非核化交渉仕切り直し 「寧辺」以外が焦点に
【ハノイ=鈴木壮太郎】トランプ米大統領と北朝鮮の金正恩(キム・ジョンウン)委員長による2度目の米朝首脳会談は非核化に関する合意文書をまとめることができず、米朝の非核化交渉は仕切り直しとなる。2日間の首脳会談で米側は寧辺(ニョンビョン)以外の核施設を含めた幅広い非核化措置を求めたが、北朝鮮側は限定的な非核化措置に固執した。今後の継続協議ではこの溝を埋められるかどうかが焦点となる。
会談が物別れに終わった後の1日午前0時(日本時間同2時)すぎ。李容浩(リ・ヨンホ)外相は金正恩氏が泊まるホテルで緊急記者会見を開き、北朝鮮が提案した非核化措置を明らかにした。
米国が国連制裁の一部を解除すれば、寧辺地区のプルトニウムとウランを含むすべての核施設を米国専門家の立ち会いのもと両国の技術者の共同作業で永久に完全廃棄する。核実験と大陸間弾道ミサイル(ICBM)発射の永久中止も文書で確約すると表明した。
異例の深夜会見で交渉内容を明かしたのは、北朝鮮側が制裁の全面解除を求めたとするトランプ氏の発言に反論するためだ。李氏は「米国が再交渉を提案してきても我々の立場は変わらない」と強調した。
崔善姫(チェ・ソンヒ)外務次官も1日の韓国メディアとのインタビューで米国の要求を「無理な主張」と指摘し「(金正恩氏が)米国のやり方に不信感を覚え、考えが少し変わった気がした」と述べた。制裁が続けば「新たな道」を模索せざるをえないとした金正恩氏の新年の辞にも言及し、米国をけん制した。
米朝のズレは、非核化の対象や手法を巡るものだ。米国務省高官は1日、寧辺の核施設廃棄は「2018年9月の南北共同宣言で提起したもので、新しい提案ではない」と指摘した。米専門誌が18年7月に存在を報じたウラン濃縮の秘密施設「カンソン」についても、トランプ氏は記者会見で「把握している」と述べた。専門家はこうした施設が寧辺以外に10カ所はあるとみている。

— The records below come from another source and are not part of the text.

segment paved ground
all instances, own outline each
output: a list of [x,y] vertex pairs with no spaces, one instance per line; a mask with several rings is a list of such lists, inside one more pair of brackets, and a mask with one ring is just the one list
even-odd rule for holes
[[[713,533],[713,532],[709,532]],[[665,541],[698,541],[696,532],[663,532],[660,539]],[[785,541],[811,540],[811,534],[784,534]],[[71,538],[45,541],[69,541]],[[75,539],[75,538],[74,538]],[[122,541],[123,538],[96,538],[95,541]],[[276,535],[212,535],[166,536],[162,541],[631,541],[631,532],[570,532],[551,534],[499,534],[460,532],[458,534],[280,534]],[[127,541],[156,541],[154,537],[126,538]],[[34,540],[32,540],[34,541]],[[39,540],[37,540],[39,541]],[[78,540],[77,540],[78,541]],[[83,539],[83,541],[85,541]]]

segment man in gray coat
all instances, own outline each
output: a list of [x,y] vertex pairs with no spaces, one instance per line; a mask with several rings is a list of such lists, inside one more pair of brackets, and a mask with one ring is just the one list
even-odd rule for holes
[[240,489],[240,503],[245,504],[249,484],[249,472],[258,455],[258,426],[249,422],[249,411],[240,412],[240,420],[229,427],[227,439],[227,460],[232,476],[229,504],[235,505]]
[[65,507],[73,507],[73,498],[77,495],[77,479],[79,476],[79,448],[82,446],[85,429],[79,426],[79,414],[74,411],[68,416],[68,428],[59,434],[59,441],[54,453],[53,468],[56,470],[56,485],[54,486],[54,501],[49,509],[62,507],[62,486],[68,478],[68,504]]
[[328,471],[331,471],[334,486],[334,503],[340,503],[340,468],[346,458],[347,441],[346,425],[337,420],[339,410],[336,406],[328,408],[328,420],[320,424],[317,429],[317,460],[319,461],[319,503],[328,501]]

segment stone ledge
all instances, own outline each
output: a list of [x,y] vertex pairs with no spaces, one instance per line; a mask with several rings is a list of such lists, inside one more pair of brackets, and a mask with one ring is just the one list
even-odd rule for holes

核実験とICBMの中止も金正恩氏が18年4月の朝鮮労働党中央委員会総会ですでに表明しており、新味はない。米国のビーガン北朝鮮担当特別代表は1月の講演で、北朝鮮に核施設だけでなく、現在保有している核物質、核兵器、弾道ミサイル、発射台、他の大量破壊兵器を含めた廃棄を求めた。「大量破壊兵器とミサイル開発の全容」も申告すべきだと語った。
北朝鮮は非核化でどこまで踏み込むのか。北朝鮮の内部事情に詳しい金正奉(キム・ジョンボン)元韓国国家安全保障会議情報管理室長は「金正恩氏が祖父、父の代からの『遺訓』である核の放棄はできず、米国の要求には応えられない」と指摘する。
北朝鮮が交渉を打ち切る可能性は低い。国連安全保障理事会の制裁を解除・縮小するには米国との合意は欠かせないからだ。
ただ、金正恩氏に「完全な核放棄」の覚悟がないまま、小手先で新たな非核化措置を米国に提案しても「ビッグディール」を求めるトランプ氏が満足するレベルには届かない。3回目の首脳会談が実現するかは不透明だ。